Suite à sa performance à l’Opéra royal de Berlin en 1881, elle attire l’attention de l’empereur allemand Guillaume 1er qui lui accorde le titre de première cantatrice de la maison royale en 1882.

En 1883 les montréalais l’entendront dans trois récitals au Queen’s Hall, 10 000 personnes se déplaceront pour l’applaudir. Le poète Louis-Honoré Fréchette lui dédit un poème. Le 13 février à Toronto ce sera pour la première fois elle chantera dans un opéra dans son pays natal.

Elle passe l’été 1884 en Écosse près de Balmoral et la reine Victoria l’honore plusieurs fois de visites privées.

En 1886 elle chante le premier rôle d’un nouvel oratio créée par Franz Liszt qui vient l’entendre en personne. En 1889 elle fait deux grandes tournées en Amérique du Nord, incluant Montréal et Québec. En 1890 elle chante ses premiers opéras à Montréal et participe à un concert-bénéfice au profit de l’Hôpital Notre-Dame à la patinoire Victoria où 6 000 personnes l’aplaudissent.

En mars 1890 elle chante au Metropolitan Opera House de New-York et le 20.11.1891 cette maison l’engage pour la saison. Elle sera applaudie dans 29 performances. En janvier 1892 elle donne un conert à l’Académie de musique de Montréal. Sa dernière performance au Met date du 31.3.1892 et ce soir là sa voix commence à montrer des signes de fatigue.

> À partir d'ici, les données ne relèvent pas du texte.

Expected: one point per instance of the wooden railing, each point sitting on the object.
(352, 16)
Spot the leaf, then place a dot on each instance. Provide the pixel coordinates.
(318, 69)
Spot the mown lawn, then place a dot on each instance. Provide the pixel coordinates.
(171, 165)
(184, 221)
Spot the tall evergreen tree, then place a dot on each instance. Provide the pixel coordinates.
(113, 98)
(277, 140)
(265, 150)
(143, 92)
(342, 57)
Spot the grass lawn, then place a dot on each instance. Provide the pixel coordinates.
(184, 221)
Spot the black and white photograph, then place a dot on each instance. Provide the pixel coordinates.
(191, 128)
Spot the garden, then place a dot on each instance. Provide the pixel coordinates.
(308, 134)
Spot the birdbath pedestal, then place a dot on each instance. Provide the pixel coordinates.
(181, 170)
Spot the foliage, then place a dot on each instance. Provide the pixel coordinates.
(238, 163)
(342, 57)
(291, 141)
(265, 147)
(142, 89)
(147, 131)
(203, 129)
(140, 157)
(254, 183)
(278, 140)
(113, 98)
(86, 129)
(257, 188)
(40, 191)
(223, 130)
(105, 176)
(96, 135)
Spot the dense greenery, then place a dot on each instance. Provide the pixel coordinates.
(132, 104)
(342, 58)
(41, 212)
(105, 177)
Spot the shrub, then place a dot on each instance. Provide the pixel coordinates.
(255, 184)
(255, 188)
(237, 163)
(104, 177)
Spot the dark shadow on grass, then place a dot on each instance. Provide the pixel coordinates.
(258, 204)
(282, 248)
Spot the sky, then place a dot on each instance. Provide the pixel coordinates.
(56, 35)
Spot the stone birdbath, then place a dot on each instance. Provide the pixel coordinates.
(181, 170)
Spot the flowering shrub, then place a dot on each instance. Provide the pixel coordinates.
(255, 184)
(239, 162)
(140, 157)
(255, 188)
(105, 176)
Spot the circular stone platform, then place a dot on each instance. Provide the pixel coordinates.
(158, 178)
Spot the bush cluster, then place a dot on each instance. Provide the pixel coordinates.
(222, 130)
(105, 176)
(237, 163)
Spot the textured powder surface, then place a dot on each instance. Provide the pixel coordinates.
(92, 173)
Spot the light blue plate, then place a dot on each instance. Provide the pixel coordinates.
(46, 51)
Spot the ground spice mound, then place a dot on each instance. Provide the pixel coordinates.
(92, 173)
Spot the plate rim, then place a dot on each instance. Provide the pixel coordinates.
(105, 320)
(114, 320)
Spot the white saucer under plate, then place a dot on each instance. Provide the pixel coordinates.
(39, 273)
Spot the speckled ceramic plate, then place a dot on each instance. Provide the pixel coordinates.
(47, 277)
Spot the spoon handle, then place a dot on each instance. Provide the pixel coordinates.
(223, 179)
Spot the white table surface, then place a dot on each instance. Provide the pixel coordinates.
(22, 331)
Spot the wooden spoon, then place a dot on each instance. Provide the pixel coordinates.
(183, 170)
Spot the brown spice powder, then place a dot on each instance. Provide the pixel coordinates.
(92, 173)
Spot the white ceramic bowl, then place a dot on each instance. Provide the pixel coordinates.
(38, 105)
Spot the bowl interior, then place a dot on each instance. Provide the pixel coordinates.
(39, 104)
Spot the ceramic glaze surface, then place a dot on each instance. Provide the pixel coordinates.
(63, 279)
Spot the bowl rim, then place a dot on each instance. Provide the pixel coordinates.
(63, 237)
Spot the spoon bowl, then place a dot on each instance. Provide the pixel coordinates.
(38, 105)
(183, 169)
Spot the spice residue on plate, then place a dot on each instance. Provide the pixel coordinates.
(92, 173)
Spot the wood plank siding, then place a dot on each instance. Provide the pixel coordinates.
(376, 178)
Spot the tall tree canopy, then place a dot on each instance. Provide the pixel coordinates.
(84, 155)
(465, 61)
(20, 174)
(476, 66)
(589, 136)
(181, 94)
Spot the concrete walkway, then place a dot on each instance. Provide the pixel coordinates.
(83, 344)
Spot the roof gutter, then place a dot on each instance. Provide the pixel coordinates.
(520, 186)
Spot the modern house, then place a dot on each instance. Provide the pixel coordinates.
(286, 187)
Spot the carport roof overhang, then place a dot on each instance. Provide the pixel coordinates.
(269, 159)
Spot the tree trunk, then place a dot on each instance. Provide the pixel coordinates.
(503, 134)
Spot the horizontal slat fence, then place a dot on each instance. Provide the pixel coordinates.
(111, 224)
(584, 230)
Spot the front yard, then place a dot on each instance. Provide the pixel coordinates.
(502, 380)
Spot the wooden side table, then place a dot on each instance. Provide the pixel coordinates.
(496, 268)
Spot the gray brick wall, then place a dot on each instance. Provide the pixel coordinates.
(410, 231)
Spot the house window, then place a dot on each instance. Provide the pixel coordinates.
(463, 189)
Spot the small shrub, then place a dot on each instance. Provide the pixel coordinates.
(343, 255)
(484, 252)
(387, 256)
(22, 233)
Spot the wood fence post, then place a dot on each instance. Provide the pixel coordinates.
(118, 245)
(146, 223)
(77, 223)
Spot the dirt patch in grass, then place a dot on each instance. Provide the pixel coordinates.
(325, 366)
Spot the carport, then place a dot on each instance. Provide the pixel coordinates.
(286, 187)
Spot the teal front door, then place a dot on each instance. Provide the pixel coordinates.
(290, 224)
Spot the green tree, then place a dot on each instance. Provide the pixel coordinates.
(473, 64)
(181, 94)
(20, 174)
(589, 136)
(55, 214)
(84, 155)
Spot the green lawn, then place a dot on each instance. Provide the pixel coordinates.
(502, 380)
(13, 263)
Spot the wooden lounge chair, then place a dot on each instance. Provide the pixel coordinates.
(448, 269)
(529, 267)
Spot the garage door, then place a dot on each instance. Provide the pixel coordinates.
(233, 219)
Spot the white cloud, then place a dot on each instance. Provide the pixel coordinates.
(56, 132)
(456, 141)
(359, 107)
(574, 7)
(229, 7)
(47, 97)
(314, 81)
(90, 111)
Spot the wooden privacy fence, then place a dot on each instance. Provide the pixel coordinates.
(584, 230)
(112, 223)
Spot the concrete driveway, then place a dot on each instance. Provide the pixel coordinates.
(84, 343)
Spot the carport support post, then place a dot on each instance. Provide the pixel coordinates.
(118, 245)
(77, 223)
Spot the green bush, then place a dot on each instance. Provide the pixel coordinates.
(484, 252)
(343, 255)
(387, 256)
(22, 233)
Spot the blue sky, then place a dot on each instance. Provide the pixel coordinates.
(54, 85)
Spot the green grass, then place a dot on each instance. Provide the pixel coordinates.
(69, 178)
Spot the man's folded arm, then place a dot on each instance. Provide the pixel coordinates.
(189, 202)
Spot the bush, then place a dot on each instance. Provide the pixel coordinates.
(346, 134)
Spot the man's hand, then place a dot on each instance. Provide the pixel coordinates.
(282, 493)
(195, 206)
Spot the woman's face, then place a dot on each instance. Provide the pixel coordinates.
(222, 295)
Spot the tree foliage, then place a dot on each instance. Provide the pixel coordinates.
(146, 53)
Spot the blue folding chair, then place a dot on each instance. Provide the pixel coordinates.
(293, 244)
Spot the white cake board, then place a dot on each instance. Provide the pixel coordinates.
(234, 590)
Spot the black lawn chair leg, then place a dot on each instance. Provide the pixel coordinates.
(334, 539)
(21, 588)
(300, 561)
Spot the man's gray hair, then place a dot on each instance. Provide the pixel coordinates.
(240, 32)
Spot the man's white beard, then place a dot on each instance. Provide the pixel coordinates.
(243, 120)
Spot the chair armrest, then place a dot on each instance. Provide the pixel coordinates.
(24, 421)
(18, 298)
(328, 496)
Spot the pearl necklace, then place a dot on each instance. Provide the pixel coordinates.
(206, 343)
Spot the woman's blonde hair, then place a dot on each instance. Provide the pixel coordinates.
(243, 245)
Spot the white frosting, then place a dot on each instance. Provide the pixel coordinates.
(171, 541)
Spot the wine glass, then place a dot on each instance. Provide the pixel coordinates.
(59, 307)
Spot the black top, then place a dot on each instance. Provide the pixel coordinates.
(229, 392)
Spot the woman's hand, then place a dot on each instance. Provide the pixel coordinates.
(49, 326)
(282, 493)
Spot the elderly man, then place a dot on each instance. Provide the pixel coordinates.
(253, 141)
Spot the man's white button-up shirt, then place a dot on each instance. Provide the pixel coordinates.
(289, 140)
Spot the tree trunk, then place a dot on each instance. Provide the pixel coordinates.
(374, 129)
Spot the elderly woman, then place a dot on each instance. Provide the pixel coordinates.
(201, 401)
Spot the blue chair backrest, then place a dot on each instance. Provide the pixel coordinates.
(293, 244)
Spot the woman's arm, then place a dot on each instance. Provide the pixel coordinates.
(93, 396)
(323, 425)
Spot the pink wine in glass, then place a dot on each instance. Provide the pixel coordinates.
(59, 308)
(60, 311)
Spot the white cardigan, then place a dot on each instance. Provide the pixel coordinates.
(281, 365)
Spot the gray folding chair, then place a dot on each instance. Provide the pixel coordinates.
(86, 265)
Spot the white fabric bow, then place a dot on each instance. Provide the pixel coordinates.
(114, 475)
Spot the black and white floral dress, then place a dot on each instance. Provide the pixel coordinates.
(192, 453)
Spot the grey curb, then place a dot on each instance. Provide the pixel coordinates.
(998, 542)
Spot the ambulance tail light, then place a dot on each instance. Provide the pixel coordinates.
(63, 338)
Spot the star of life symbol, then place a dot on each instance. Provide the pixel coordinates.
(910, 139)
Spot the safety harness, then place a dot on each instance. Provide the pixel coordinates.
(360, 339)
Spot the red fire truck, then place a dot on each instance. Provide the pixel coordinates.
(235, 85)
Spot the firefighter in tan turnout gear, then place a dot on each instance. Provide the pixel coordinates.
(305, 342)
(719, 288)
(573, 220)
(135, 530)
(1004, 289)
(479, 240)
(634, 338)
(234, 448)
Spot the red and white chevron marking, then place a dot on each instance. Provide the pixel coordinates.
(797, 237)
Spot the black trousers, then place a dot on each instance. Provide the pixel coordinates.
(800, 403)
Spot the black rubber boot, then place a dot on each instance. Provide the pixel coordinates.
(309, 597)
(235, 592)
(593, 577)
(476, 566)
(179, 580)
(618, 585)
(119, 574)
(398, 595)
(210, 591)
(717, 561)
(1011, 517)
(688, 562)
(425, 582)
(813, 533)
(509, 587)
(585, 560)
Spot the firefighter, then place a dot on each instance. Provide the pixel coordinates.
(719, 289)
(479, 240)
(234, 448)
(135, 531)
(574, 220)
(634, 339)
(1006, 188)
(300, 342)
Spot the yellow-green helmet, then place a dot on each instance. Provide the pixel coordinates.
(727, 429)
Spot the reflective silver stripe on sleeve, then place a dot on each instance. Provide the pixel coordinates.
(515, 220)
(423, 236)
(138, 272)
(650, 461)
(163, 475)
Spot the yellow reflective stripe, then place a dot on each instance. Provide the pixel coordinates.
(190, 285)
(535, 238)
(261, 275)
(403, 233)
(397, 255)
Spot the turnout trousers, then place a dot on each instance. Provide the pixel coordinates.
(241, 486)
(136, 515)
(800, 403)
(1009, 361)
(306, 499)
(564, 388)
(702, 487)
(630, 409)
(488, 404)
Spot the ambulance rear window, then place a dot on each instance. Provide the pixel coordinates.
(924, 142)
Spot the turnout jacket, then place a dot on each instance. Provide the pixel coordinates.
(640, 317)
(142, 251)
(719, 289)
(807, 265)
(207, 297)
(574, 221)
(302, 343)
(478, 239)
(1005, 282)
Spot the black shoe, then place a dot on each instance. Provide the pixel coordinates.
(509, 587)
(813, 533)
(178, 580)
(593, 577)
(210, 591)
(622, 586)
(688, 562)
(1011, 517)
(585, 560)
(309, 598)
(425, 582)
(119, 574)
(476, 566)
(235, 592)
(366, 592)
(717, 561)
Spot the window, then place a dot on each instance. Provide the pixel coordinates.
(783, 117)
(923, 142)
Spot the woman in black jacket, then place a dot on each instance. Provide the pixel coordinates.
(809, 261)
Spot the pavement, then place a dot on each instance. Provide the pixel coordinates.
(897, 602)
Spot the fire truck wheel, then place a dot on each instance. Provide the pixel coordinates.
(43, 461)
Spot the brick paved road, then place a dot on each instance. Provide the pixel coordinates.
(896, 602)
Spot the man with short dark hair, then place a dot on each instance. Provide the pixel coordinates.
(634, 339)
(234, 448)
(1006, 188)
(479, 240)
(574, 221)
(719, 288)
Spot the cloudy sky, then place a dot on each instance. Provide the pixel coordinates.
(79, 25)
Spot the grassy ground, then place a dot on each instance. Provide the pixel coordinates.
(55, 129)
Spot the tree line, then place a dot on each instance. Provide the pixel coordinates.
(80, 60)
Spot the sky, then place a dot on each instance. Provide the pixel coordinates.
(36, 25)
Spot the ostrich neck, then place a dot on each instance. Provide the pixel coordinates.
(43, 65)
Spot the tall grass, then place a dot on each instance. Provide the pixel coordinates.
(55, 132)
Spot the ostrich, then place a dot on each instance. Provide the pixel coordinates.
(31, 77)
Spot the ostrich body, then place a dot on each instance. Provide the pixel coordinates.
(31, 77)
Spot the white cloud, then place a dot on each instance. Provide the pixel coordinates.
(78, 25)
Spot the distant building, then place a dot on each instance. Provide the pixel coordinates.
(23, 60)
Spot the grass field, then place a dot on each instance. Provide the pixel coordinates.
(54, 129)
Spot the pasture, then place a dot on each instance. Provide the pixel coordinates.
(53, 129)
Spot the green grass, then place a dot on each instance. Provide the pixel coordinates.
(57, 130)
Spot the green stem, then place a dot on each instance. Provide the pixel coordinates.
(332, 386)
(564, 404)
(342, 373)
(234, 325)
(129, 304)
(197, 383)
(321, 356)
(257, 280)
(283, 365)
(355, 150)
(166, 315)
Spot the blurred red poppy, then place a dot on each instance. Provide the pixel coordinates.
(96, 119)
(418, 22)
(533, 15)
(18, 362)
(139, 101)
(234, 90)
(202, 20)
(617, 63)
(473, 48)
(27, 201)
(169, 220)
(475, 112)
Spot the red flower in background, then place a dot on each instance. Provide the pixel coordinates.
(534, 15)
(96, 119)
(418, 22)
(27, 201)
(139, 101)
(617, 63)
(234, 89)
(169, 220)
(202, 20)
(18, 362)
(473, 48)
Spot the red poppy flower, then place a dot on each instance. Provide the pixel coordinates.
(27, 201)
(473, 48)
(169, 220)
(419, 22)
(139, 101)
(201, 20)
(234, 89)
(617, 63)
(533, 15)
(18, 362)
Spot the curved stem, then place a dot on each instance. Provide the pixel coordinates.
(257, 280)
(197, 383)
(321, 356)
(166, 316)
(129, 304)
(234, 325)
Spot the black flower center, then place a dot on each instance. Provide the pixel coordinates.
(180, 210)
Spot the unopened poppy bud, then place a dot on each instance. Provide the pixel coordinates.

Sa dernière saison opératique au Covent Garden se situe en 1896 mais elle continuera ses tournées internationales, se rendant jusqu’en Australie en 1898.

Emma Lajeunesse sera choisie en 1901 pour chanter en solo dans la chapelle du château de Windsor aux funérailles privées de la souveraine britannique Victoria qui avait comblé Emma d’honneurs et de faveurs : c’est une sorte de consécration tant professionnelle que personnelle pour la chamblyenne Emma Lajeunesse.

Le Canada est inclus dans ses tournées, en 1901, 1903 et 1906, cette dernière incluant Ottawa, Montréal et Québec.

Elle donne son concert d’adieu au Albert Hall de Londres le 14.10.1911 puis le couple se retire dans leur maison de Tregunter Road dans l’arrondissement londonien de Kensington. Emma complète ses mémoires la même année, intitulées « Forty Years of Song ».

En 1912 à 60 ans elle a déjà mis fin à sa carrière professionnelle. Son mari fera de mauvais placements et le couple devra se contenter des revenus d’Emma qui chante dans les music-halls et enseigne le chant. On se rappellera que dès qu’elle avait de l’argent le surplus pouvait aller à des œuvres de charité. Comme le Rawleigh Children Manor, un orphelinat de Londres. Et le support de jeunes artistes. Elle aimait se consacrer aux autres.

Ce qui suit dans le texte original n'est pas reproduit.